I love to learn. I say that easily…but is it true?
More accurate, I guess, is that I like knowledge. I like knowing things. I like being smart. What I often lack, unfortunately, is the required humility to be a good learner. It’s often difficult to be open to instruction. I’m impatient. I want to jump ahead, to already have the information or ability. And, because I am pretty smart, am a good reader, have some problem solving skills and artistic ability, I tend to over-estimate what I’m capable of.
I have often walked into classrooms fully expecting simply to show off the knowledge or ability I already possessed. Then, at the first test, submitted paper, or art critique, I’ve been stunned to realize that I’m not nearly as exceptional as I led myself to believe. After that shock comes defensiveness and false justification. Who or what could I blame for the fact that I’m not as bright as I thought I was? Humility follows, and with that, finally, the ability to learn.

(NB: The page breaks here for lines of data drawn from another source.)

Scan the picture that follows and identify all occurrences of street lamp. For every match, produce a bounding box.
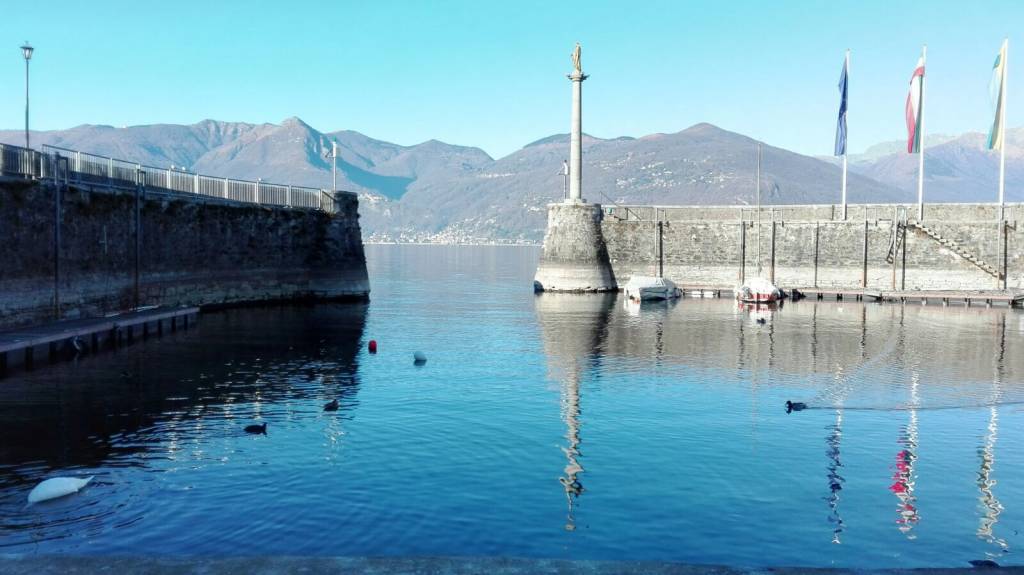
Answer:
[22,40,35,147]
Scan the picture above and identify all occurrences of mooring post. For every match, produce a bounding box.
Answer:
[1000,218,1013,290]
[893,219,906,292]
[739,219,746,285]
[814,220,821,288]
[133,166,143,309]
[50,156,61,320]
[860,216,867,288]
[892,207,899,291]
[657,218,665,277]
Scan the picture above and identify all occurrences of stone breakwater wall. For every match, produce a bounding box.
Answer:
[602,204,1024,290]
[0,180,370,328]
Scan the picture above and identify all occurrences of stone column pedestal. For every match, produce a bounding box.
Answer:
[534,202,618,292]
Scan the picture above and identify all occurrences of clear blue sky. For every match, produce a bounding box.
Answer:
[0,0,1024,157]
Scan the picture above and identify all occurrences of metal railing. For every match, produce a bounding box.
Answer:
[0,143,339,212]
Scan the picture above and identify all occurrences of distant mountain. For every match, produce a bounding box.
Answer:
[6,118,912,241]
[850,128,1024,202]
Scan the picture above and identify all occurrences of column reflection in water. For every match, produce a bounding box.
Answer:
[825,408,846,543]
[978,315,1009,557]
[535,292,616,531]
[978,405,1008,556]
[889,371,921,539]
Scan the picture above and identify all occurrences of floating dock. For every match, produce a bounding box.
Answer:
[680,285,1024,307]
[0,307,199,377]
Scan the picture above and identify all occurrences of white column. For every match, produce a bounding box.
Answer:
[568,72,588,203]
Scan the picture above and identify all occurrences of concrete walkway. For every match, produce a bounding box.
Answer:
[0,555,1024,575]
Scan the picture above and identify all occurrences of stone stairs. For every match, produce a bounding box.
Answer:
[886,220,906,264]
[905,221,1002,279]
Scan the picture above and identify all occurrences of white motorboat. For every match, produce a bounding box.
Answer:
[734,277,782,304]
[625,275,683,302]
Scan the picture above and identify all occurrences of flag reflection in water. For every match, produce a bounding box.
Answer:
[889,373,920,539]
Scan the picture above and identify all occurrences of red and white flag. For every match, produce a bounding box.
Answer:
[906,56,925,153]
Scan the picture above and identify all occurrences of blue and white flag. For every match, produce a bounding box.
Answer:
[836,54,848,156]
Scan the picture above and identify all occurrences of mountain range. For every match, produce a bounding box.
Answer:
[0,118,1024,242]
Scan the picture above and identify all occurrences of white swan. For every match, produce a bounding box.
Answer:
[29,476,93,503]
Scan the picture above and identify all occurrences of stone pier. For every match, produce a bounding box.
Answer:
[534,44,618,292]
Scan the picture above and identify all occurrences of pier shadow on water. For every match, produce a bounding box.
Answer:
[0,304,367,546]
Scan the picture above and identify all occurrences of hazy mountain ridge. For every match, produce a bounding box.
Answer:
[834,128,1024,202]
[0,118,950,241]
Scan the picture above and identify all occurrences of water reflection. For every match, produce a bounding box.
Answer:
[978,405,1009,557]
[535,293,616,531]
[0,304,367,546]
[889,373,920,539]
[825,409,846,543]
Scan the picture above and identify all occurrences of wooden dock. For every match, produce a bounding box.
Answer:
[0,307,199,377]
[680,285,1024,307]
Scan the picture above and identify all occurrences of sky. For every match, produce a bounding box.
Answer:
[0,0,1024,158]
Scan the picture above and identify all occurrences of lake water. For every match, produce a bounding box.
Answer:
[0,246,1024,567]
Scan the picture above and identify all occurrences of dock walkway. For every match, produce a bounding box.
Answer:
[0,307,199,377]
[680,284,1024,307]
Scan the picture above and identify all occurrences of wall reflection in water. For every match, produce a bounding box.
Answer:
[0,304,367,478]
[535,293,616,531]
[535,294,1024,551]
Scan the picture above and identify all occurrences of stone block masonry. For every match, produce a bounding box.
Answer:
[0,180,370,328]
[602,204,1024,291]
[534,203,618,292]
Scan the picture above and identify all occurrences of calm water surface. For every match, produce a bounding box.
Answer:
[0,242,1024,567]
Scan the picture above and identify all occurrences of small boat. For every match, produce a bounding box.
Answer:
[735,277,782,304]
[625,275,683,302]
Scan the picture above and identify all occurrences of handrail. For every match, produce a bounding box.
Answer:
[0,143,352,212]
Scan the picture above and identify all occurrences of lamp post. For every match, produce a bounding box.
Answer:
[22,40,35,147]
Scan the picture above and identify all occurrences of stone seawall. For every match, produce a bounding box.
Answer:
[0,180,370,328]
[602,204,1024,290]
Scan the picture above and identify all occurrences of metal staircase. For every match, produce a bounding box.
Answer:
[886,208,906,264]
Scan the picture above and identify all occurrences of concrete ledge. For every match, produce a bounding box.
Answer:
[0,555,1011,575]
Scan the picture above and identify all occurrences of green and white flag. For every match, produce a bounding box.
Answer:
[988,40,1009,149]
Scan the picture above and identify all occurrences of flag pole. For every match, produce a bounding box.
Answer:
[843,48,850,220]
[755,142,761,277]
[918,44,928,221]
[999,38,1010,221]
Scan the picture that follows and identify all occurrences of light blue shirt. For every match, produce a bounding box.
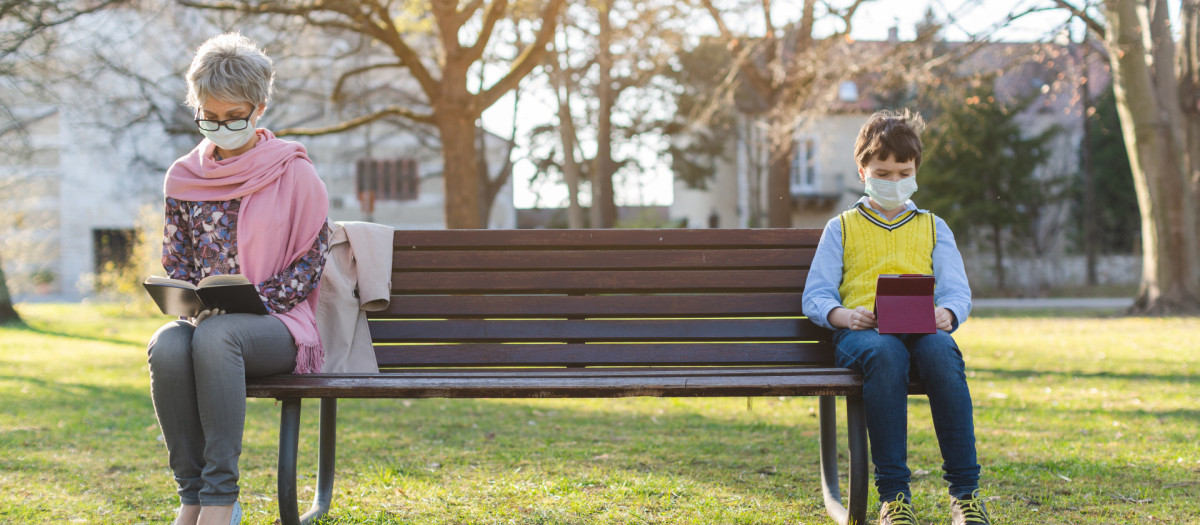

It’s not usually easy to get to that point. It feels like a surrender. A failure, somehow. Once there, though, it’s a good feeling, to be receptive to new information and to give in to the idea that there is more out there to learn. That, in fact, I don’t already know everything.
That’s not always the case, of course. There are classes I’ve taken that were clearly well beyond my realm of knowledge or experience, when I entered knowing that I was a novice, and was fully open to being enlightened. Spanish, for instance. Art History. Geology. And any course involving Mathematics. The experience, then, is like that huge leap from zero to one. That’s when learning is most rewarding: offering brand new ideas; opening windows and doors in the mind; and creating pathways for thought and comparison that hadn’t existed before. For that feeling of enlightenment, I am a lifelong learner.
Though my instruction comes mainly from books these days, I actively pursue new information and insights. One book leads to another and then another. I became interested in Women’s Studies in the 1970s; after reading Greer, Friedan, Daly and other modern authors, I was anxious to know more about the history of the movement. That led even farther back, to the persecution of witches, women’s lives in Medieval times, and then back to ancient Greece and Rome. A few years ago, I went down a path on Arctic and Antarctic exploration. They are good books to make our Michigan winters seem mild and quite bearable! Recently, a historical novel set during the French Revolution has spurred me to learn more about that period of time.
I am always striving to be a better – more enlightened, healthy, contented and organized – person. To that end, much of my reading is in the realm of self-help. And, though I could count a dozen books I’ve read, for instance, on forming good habits, and they often even reference each other, they rarely seem redundant. Part of that stems from my belief that I have a lot to learn. Part of it is because I forget. It seems my memory is not as good as it once was, and I don’t retain knowledge the way I used to. That’s okay, I guess, as long as I keep giving myself more information. Luckily, I love to learn!